Action Alert!

the other victims

By ( articles ) | May 22, 2004

Two recent articles (here, and here) on the sordid history of former Palm Beach Bishop Anthony O'Connell discuss his abuse of students while a seminary instructor, rector, and spiritual director, and foreground some under-emphasized aspects of the Crisis.

Though it appears O'Connell used charm rather than threats to seduce his victims, he had the authority -- as rector -- to expel any student on his word alone. Moreover, since he sat on the diocese's personnel board, seminarians knew his power to punish extended well into their future. The combination of explicit carrot and implicit stick -- dangled before the eyes of 13-16 year olds -- was disastrous.

For obvious reasons, most of what has been written about sexual abuse in seminary life centers on those victims who succumbed to seduction. But apart from Rose's Goodbye Good Men, little has been said about the men who raised objections and were expelled as a consequence. In some instances, seminarians rejected straightforward sexual propositions and were tossed out on a spurious pretext. More often, perhaps much more often, some preliminary scouting and screening was done in order to identify potentially cooperative partners. O'Connell's victims, e.g., tell of "counseling" sessions in which they were encouraged to relate their fantasies to him. Who knows how many honest men balked at this first hurdle -- however it may have been rigged in their particular seminaries -- and were dismissed for reasons of stubbornness or rigidity? ("Candidate shows uncooperative, know-it-all attitude toward formation. Unsuitable for ministry.") Bingo. Now he's married and teaching high school English somewhere.

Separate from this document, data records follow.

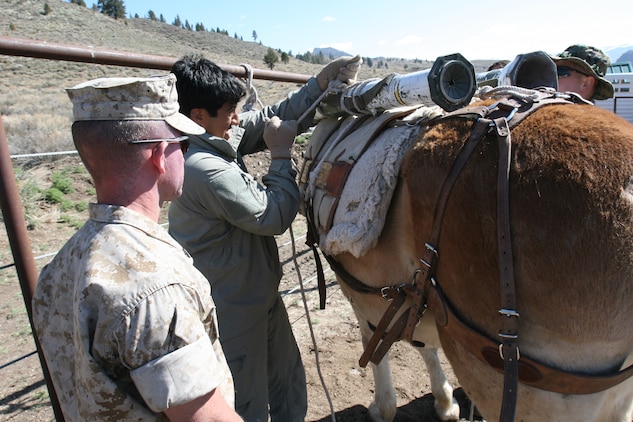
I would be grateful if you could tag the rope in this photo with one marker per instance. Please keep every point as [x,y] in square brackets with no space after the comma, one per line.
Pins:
[305,305]
[251,90]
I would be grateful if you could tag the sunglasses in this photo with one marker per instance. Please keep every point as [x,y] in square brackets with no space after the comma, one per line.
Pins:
[564,71]
[182,140]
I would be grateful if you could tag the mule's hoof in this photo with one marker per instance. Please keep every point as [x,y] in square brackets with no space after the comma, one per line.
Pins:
[376,415]
[450,414]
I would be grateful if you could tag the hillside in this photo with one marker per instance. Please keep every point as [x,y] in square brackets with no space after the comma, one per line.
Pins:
[36,112]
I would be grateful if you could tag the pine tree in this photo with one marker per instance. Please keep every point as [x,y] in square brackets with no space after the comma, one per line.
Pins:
[113,8]
[271,58]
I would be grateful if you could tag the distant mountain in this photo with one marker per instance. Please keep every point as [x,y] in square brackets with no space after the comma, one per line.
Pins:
[330,52]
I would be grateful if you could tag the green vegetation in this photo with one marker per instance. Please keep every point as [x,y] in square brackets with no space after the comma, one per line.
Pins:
[271,58]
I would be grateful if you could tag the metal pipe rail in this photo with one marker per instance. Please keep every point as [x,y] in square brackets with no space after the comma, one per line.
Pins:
[66,52]
[9,196]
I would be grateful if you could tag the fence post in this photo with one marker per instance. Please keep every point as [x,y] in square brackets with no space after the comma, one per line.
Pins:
[21,249]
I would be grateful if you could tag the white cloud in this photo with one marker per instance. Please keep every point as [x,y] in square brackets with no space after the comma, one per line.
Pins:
[409,40]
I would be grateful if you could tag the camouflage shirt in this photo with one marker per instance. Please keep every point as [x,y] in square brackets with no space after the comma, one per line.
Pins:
[126,323]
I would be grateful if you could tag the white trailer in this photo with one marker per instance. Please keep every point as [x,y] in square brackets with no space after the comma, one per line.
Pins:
[622,80]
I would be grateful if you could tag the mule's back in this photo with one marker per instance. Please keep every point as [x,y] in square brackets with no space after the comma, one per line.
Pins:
[571,211]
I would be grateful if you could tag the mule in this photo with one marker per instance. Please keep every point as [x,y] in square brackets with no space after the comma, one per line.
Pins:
[571,219]
[571,224]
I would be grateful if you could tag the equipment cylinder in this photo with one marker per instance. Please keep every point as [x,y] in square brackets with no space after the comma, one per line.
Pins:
[450,84]
[531,70]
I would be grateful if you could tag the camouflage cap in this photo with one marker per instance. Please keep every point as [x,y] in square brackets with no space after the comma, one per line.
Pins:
[594,62]
[152,98]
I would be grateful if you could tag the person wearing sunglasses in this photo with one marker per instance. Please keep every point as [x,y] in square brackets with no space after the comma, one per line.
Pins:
[581,69]
[126,323]
[227,221]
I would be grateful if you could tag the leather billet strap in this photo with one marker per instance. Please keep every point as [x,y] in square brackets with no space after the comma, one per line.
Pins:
[530,372]
[509,316]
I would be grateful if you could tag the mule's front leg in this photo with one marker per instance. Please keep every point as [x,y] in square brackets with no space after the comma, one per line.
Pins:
[383,408]
[446,406]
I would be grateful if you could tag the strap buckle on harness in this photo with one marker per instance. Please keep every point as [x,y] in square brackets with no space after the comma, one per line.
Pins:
[427,264]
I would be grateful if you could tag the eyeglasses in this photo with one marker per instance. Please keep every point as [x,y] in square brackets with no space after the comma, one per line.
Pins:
[182,140]
[564,71]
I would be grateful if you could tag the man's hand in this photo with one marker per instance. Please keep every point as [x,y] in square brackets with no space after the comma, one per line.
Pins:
[344,69]
[279,136]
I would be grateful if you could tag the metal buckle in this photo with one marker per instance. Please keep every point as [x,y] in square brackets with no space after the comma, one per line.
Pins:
[508,312]
[501,352]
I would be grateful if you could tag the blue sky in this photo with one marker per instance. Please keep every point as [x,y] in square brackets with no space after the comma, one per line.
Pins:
[410,29]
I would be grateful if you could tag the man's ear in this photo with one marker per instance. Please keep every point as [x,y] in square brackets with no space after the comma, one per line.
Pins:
[158,157]
[197,115]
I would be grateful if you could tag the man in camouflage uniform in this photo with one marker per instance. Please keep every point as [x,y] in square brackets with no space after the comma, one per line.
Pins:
[127,325]
[581,69]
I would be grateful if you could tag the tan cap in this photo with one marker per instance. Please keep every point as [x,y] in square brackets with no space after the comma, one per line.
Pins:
[594,62]
[152,98]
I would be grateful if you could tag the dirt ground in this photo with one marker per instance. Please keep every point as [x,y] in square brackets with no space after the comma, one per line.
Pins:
[349,388]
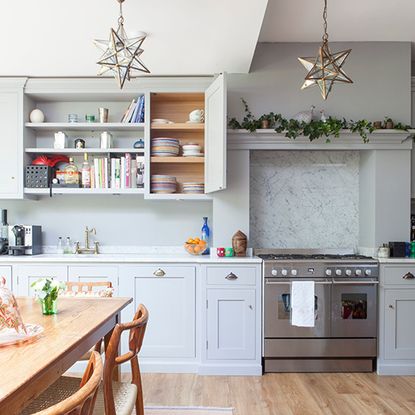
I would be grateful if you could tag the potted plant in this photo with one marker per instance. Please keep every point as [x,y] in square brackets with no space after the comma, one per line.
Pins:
[47,291]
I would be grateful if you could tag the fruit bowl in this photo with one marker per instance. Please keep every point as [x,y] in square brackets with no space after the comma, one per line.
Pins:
[196,247]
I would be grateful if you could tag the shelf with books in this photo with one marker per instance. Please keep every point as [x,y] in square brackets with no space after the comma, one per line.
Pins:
[81,151]
[85,126]
[82,191]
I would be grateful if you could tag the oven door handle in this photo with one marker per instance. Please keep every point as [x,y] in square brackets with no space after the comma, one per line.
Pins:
[354,282]
[289,282]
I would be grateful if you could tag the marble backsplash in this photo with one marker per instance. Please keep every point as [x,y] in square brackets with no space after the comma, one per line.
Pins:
[304,199]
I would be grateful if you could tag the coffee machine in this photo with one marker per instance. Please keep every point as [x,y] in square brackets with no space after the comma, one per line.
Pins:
[25,240]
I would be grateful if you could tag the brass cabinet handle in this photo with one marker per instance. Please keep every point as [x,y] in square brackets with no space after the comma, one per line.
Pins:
[231,277]
[409,276]
[159,273]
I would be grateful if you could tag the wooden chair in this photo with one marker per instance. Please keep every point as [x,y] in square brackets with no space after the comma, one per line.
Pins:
[57,401]
[118,398]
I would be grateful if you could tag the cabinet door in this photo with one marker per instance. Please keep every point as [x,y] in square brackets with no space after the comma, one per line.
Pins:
[26,274]
[215,135]
[399,324]
[231,324]
[90,273]
[168,292]
[6,272]
[11,121]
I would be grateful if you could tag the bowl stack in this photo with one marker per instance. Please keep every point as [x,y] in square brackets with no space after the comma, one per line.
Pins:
[162,183]
[192,150]
[194,187]
[165,147]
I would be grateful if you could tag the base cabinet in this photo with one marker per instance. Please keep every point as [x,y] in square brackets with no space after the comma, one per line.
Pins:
[231,324]
[399,324]
[396,316]
[168,292]
[6,272]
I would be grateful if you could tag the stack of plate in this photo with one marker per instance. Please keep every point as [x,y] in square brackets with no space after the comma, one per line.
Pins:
[161,183]
[194,187]
[165,147]
[192,150]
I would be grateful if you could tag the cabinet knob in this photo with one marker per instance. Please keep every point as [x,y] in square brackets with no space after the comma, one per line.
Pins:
[231,277]
[409,276]
[159,273]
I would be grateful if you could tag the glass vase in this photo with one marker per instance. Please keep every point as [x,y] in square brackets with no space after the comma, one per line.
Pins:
[49,306]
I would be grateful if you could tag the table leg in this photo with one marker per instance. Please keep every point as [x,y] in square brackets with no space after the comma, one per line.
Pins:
[116,376]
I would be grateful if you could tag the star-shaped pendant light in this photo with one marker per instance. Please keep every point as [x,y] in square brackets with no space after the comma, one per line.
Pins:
[121,54]
[326,68]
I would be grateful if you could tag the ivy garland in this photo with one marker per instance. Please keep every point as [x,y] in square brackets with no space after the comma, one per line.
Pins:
[313,130]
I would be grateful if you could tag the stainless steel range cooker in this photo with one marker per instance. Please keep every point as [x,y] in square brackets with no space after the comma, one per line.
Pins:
[345,334]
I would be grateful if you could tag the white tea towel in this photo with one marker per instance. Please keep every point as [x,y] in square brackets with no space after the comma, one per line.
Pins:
[302,303]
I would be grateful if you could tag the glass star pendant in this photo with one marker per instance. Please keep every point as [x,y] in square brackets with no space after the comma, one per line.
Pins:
[325,69]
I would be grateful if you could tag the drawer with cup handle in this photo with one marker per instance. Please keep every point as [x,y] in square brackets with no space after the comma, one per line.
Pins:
[398,275]
[231,275]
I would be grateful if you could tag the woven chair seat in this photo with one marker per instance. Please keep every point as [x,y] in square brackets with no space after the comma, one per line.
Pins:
[124,396]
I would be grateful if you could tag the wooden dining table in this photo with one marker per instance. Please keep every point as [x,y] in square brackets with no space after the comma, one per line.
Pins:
[27,369]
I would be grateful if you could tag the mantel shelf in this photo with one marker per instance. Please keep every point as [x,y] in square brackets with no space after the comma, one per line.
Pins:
[270,140]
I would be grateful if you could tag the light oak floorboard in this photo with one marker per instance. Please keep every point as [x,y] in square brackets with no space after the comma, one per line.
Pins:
[286,393]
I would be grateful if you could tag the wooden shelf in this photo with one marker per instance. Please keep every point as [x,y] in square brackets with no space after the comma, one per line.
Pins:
[188,160]
[180,126]
[80,191]
[74,151]
[86,126]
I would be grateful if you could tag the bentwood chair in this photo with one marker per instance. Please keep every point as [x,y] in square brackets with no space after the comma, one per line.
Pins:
[118,398]
[66,401]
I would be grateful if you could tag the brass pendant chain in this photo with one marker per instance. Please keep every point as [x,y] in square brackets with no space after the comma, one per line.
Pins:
[326,35]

Worse, there must have been seminarians who saw the staff hitting on the vulnerable and good-looking and either were not alarmed, or else kept quiet so as to stay on the career track. When you think of the social justice rhetoric that all but replaced moral theology in most seminaries -- stressing power imbalances, structural inequalities, the exploitation of the weak by the strong, etc. -- you realize that the men were being schooled in a profound moral duplicity, a process of moral self-gelding almost without parallel. They're the guys who learned to get along, the guys with the nice smiles.

If your son were in the seminary, you'd want him to develop into a prayerful and compassionate man, and you'd also want him to respond to a sexual proposition from his superior by breaking his jaw. Yet how many men were likely to pass through the system with both their faith and their manhood intact?

Chances are your parish priest is a nice guy. He can't understand why the commandant of Treblinka should be denied the Eucharist, maybe, but he visits the sick and always remembers anniversaries and pleads for healing. But for every one of these cheerful geldings, I'll wager, there's a (now married) layman whose moral gutsiness caused him to get booted from the seminary or to quit in disgust. That the Weaklands and Ziemanns and O'Connells have despoiled the Church of these men is an injury they, and their serving brethren, have yet to answer for.